Conceitos Básicos
Utilizing a unified semantic discourse structure improves headline generation by capturing core document semantics effectively.
Resumo
The article introduces a method using a unified semantic discourse structure (S3) to represent document semantics, combining RST trees and AMR graphs. The hierarchical composition of sentence, clause, and word characterizes the semantic meaning. A headline generation framework is developed using S3 graphs as contextual features, with a dynamic pruning mechanism to enhance efficacy. Experimental results show outperformance on headline generation datasets.
Introduction
Headline generation aims to summarize documents concisely.
Research has shifted focus to truthfulness and attractiveness in headlines.
Existing methods overlook intrinsic document characteristics.
Related Work
Automatic headline generation has received significant research attention.
Methods classified into extractive and abstractive paradigms.
Abstractive methods achieve state-of-the-art performance.
Discourse Structure Modeling
RST trees and AMR graphs are integrated into an S3 graph for document representation.
Hierarchical structure pruning mechanism enhances the efficacy of the discourse structure.
Headline Generation Framework
PLM encodes input documents for contextual representations.
GAT models the S3 graph features for structural modeling.
Dynamic structure pruning filters redundant nodes based on reinforcement learning.
Experimental Settings
Experiments conducted on CNNDM-DH and DM-DHC datasets.
Comparison with strong-performing baseline models shows superior performance across metrics.
Results and Discussion
Our model outperforms baselines consistently on headline generation tasks.
Human evaluation confirms high-quality generated headlines compared to baselines.
Further Analyses
Impact of document length shows our model's advantage in handling longer documents effectively.

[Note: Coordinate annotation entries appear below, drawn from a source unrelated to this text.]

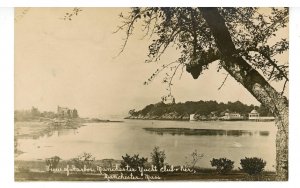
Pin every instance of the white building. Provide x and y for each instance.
(232, 116)
(253, 115)
(192, 117)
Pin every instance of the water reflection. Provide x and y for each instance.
(205, 132)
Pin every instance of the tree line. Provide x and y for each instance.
(201, 107)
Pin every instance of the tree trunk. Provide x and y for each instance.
(255, 83)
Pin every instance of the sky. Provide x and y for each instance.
(76, 64)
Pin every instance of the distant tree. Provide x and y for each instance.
(194, 158)
(52, 163)
(83, 160)
(131, 112)
(238, 38)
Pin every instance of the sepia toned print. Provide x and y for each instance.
(151, 94)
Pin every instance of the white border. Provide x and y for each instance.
(7, 92)
(138, 3)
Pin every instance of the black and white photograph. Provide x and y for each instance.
(151, 94)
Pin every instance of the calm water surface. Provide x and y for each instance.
(215, 139)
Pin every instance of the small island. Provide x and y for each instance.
(202, 111)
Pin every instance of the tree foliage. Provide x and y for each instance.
(205, 108)
(253, 31)
(253, 165)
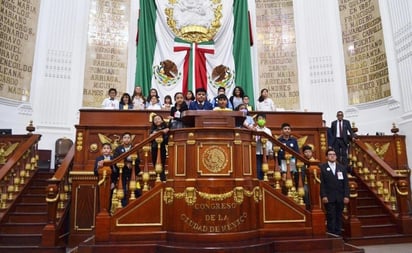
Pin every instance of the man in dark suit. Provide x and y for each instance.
(127, 169)
(334, 191)
(107, 156)
(201, 102)
(342, 135)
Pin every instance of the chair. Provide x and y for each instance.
(62, 147)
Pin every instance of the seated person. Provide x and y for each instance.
(222, 103)
(201, 102)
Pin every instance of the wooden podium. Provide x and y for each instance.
(211, 197)
(207, 118)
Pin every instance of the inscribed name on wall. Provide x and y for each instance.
(276, 45)
(106, 56)
(367, 74)
(18, 27)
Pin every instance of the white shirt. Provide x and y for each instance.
(266, 105)
(332, 166)
(110, 104)
(259, 149)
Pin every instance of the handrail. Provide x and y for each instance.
(54, 192)
(377, 159)
(18, 153)
(135, 148)
(63, 169)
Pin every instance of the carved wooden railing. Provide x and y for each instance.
(17, 168)
(391, 186)
(58, 199)
(146, 178)
(272, 173)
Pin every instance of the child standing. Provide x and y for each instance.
(106, 155)
(176, 111)
(159, 125)
(138, 98)
(167, 103)
(154, 104)
(111, 102)
(221, 103)
(126, 102)
(261, 127)
(265, 103)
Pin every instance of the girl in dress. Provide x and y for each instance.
(265, 103)
(189, 97)
(154, 104)
(125, 102)
(167, 103)
(138, 98)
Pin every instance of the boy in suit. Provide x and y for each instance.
(342, 134)
(107, 156)
(201, 103)
(127, 169)
(334, 191)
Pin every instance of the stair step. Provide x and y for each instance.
(33, 198)
(16, 228)
(31, 207)
(380, 229)
(366, 201)
(371, 209)
(37, 189)
(372, 219)
(27, 217)
(20, 239)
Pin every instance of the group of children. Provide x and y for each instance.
(238, 101)
(152, 102)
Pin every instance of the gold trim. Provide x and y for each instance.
(159, 223)
(81, 173)
(190, 195)
(229, 160)
(195, 33)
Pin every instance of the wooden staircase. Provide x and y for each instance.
(377, 224)
(21, 228)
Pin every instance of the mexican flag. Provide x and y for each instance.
(185, 44)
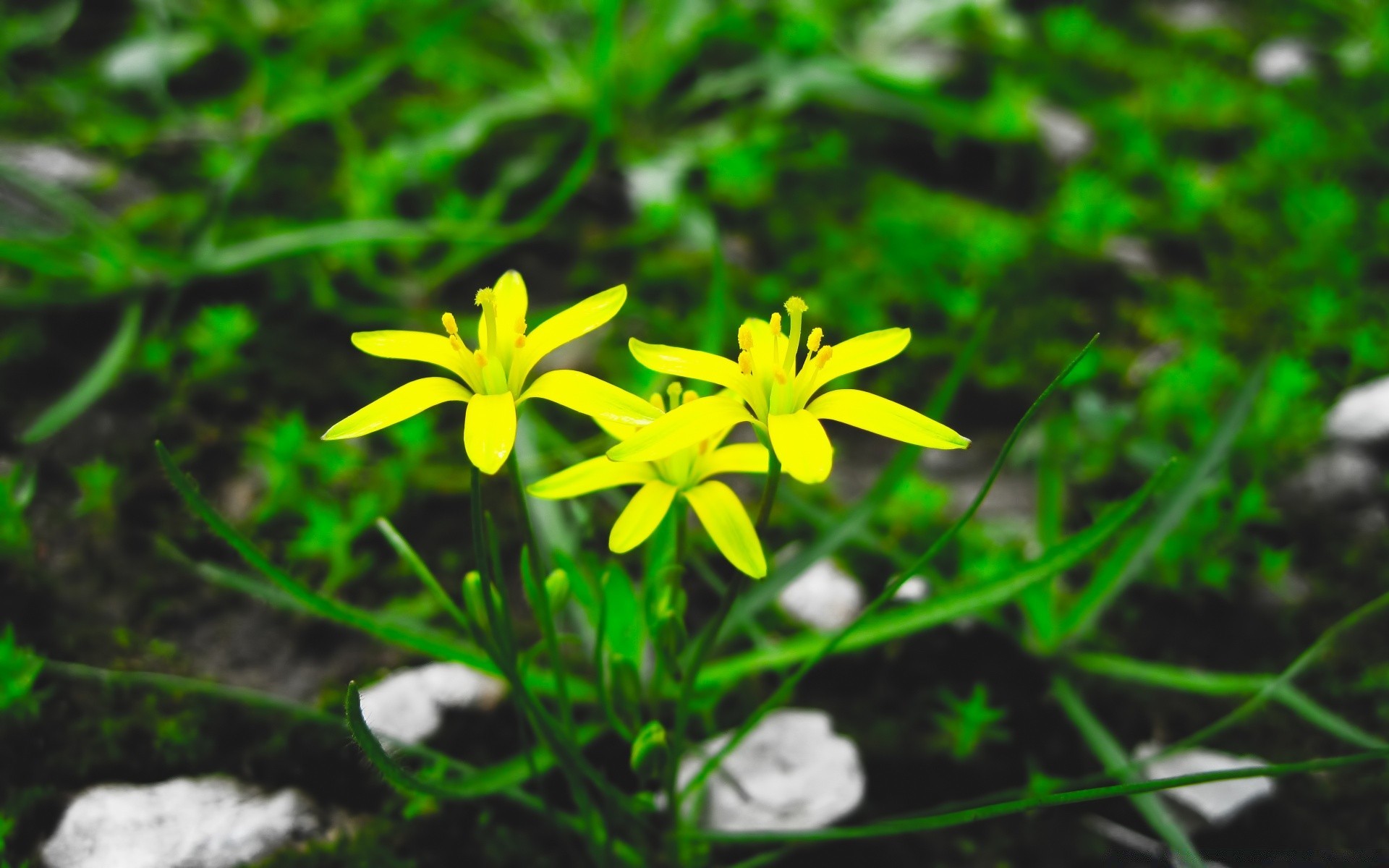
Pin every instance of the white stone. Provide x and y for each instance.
(913, 590)
(824, 596)
(1064, 137)
(1217, 801)
(1362, 414)
(1281, 61)
(407, 705)
(187, 822)
(792, 773)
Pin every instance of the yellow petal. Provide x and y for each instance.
(489, 431)
(403, 403)
(863, 352)
(416, 346)
(682, 427)
(592, 396)
(592, 475)
(729, 525)
(641, 517)
(694, 365)
(563, 328)
(802, 445)
(736, 459)
(883, 417)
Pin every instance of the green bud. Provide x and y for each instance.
(557, 590)
(650, 752)
(474, 602)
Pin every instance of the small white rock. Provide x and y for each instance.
(1362, 414)
(1217, 801)
(1281, 61)
(1064, 137)
(913, 590)
(792, 773)
(824, 596)
(187, 822)
(407, 705)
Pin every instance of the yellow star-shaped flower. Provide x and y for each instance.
(774, 392)
(495, 374)
(681, 474)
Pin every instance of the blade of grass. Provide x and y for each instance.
(828, 644)
(1110, 582)
(924, 616)
(1116, 762)
(910, 825)
(99, 378)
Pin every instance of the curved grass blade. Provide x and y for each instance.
(910, 825)
(933, 613)
(1110, 582)
(1116, 762)
(827, 647)
(99, 378)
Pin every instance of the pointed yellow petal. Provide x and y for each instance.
(403, 403)
(563, 328)
(592, 475)
(883, 417)
(641, 517)
(682, 427)
(802, 445)
(736, 459)
(694, 365)
(592, 396)
(489, 431)
(863, 352)
(729, 525)
(416, 346)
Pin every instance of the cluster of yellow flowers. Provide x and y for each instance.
(668, 451)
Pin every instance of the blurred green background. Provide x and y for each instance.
(200, 200)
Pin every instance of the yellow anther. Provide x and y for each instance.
(745, 338)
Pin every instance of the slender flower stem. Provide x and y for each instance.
(542, 602)
(764, 513)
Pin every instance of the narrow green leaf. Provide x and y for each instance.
(99, 378)
(910, 620)
(1111, 581)
(1116, 762)
(910, 825)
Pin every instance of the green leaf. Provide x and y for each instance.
(1116, 575)
(1116, 762)
(99, 378)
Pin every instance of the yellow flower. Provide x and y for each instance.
(495, 374)
(774, 393)
(685, 472)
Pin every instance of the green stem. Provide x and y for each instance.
(764, 511)
(548, 628)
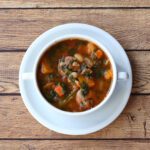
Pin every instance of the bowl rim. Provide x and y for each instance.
(87, 38)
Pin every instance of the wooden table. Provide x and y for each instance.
(22, 21)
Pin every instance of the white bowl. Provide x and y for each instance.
(70, 122)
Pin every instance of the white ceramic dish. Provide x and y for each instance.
(79, 124)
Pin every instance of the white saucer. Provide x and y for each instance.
(101, 118)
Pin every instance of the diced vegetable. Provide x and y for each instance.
(99, 54)
(51, 95)
(90, 48)
(88, 62)
(45, 67)
(59, 90)
(108, 74)
(78, 57)
(90, 82)
(68, 98)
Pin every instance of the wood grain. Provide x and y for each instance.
(10, 63)
(16, 122)
(19, 27)
(73, 4)
(75, 144)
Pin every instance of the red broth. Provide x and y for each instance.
(74, 75)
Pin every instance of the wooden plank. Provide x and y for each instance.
(73, 4)
(19, 27)
(9, 71)
(16, 122)
(75, 144)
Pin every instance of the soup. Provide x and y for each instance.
(74, 75)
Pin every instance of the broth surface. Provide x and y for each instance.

Roles of different node types in the S3 graph highlight the importance of key information nodes after pruning.
Estatísticas
"Experimental results demonstrate that our method outperforms existing state-of-art methods consistently."
Citações
"Our work can be instructive for a broad range of document modeling tasks."
"Document texts consist of a considerable number of subordinate sentences or clauses, thus containing lengthy and mixed information."